Are bots now advanced enough that transcribing obscured text is no longer a viable solution?

There's dozens of simplistic captcha libraries that serve obscured text. I can would rather transcribe a few letters much than complete a Google Captcha, probably faster, too.

Here was an earlier discussion about it:

https://news.ycombinator.com/item?id=20158386

My general answer is "no". But the question also isn't meaningful unless you define what it is you're trying to protect.

(E.g. maybe it's reasonable to have a captcha of some sort for account creation, with fallback to a human-involved process. But if you're trying to prevent credential-stuffing on a login form, the correct approach is using the Pwned Passwords dataset and/or cooloffs.)

To the extent that you'd consider non-Google alternatives, there are multiple different CAPTCHA services, and we at NetToolKit recently launched our own version called Shibboleth: https://www.nettoolkit.com/shibboleth/about

You can try out demos at https://www.nettoolkit.com/shibboleth/demo

While not open-source, the service is very affordable ($10 for 100,000 CAPTCHAs), and clients get to review user submissions to see if the CAPTCHAs are reasonable or not.

Would love to get your feedback on the service.

I started using Buster[1] few months back with Google Speech to Text API. I use Firefox on Linux and I hadn't had to manually fill a captcha in all these months. Highly recommended. :)

I get 60 free minutes/month from Google Speech to text API. So, It's pretty much free to use.
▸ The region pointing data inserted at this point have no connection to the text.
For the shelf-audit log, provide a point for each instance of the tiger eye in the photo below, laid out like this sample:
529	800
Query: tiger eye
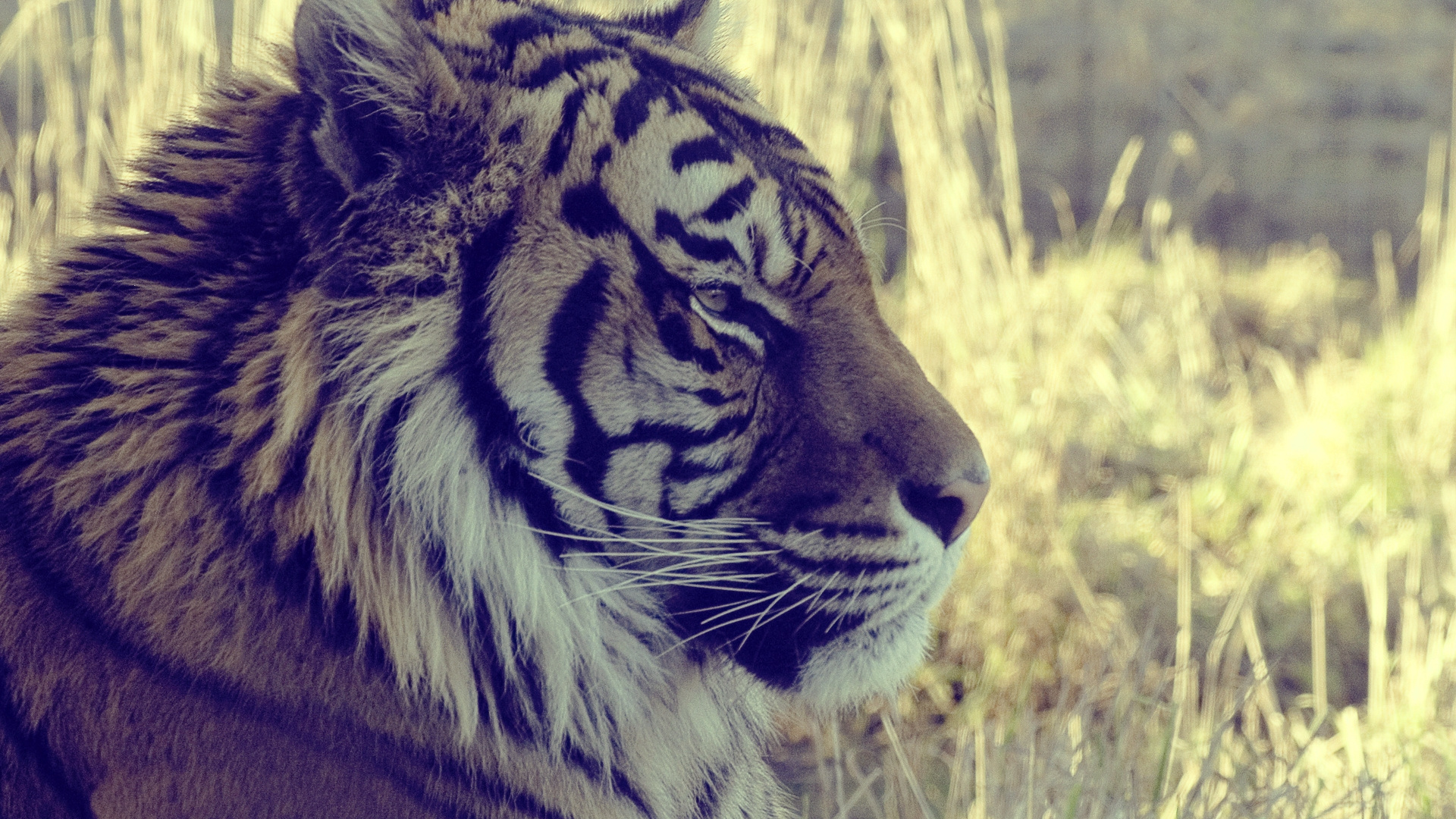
714	299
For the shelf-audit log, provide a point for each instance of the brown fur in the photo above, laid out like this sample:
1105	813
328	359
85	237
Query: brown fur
270	544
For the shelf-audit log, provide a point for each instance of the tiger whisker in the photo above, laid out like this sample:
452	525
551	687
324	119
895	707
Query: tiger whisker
676	583
849	605
617	537
766	610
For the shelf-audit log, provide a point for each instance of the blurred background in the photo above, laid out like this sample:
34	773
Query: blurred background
1190	273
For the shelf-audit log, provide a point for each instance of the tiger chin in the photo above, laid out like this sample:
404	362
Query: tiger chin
492	420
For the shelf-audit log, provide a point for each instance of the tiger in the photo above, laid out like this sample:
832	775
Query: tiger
485	416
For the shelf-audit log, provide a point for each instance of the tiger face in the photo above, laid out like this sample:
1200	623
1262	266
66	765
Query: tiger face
672	352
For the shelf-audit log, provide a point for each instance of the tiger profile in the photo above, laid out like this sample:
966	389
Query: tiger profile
492	422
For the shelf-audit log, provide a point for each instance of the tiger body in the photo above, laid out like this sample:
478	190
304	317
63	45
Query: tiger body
495	422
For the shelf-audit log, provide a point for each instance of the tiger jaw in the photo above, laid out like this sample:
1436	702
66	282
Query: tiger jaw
824	627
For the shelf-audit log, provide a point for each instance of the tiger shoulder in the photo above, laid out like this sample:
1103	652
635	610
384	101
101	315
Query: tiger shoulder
491	422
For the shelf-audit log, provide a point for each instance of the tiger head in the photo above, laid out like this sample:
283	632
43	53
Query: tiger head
619	322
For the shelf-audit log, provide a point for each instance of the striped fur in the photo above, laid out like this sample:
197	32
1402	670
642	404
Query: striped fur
494	423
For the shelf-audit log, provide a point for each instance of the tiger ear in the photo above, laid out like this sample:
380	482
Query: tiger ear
691	24
363	72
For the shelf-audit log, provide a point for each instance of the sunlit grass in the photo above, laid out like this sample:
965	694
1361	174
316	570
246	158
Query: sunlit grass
1213	573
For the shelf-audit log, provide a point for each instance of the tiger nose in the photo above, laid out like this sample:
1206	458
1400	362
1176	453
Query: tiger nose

[1]: https://addons.mozilla.org/en-US/firefox/addon/buster-captch...

I like captchas that ask a question relevant to the topic of the site. For example, a forum about D&D might ask: "Who created D&D?" and accept all answers that contain "gygax", "arneson", "TSR" or "WotC". Trivial for your target demographic, but at least it requires a very different kind of bot.

Though I suppose if this becomes common, bots might just google that question and try some of the zero-click results as answers.

Honest question. What’s wrong with Google Recaptcha V3?

No need to select 25 traffic lights. Gives you a score from 0 to 1 so you can decide whether you let them in easily or not.

Add to the problem the complication that you need a replacement for the captcha that is usable by users with disabilities.

Hcaptcha will soon be open source.

> Isn't there a better way to fight bots?

Don't?

I mean, what are you trying to protect? If it's account registrations, shouldn't an email confirmation be enough?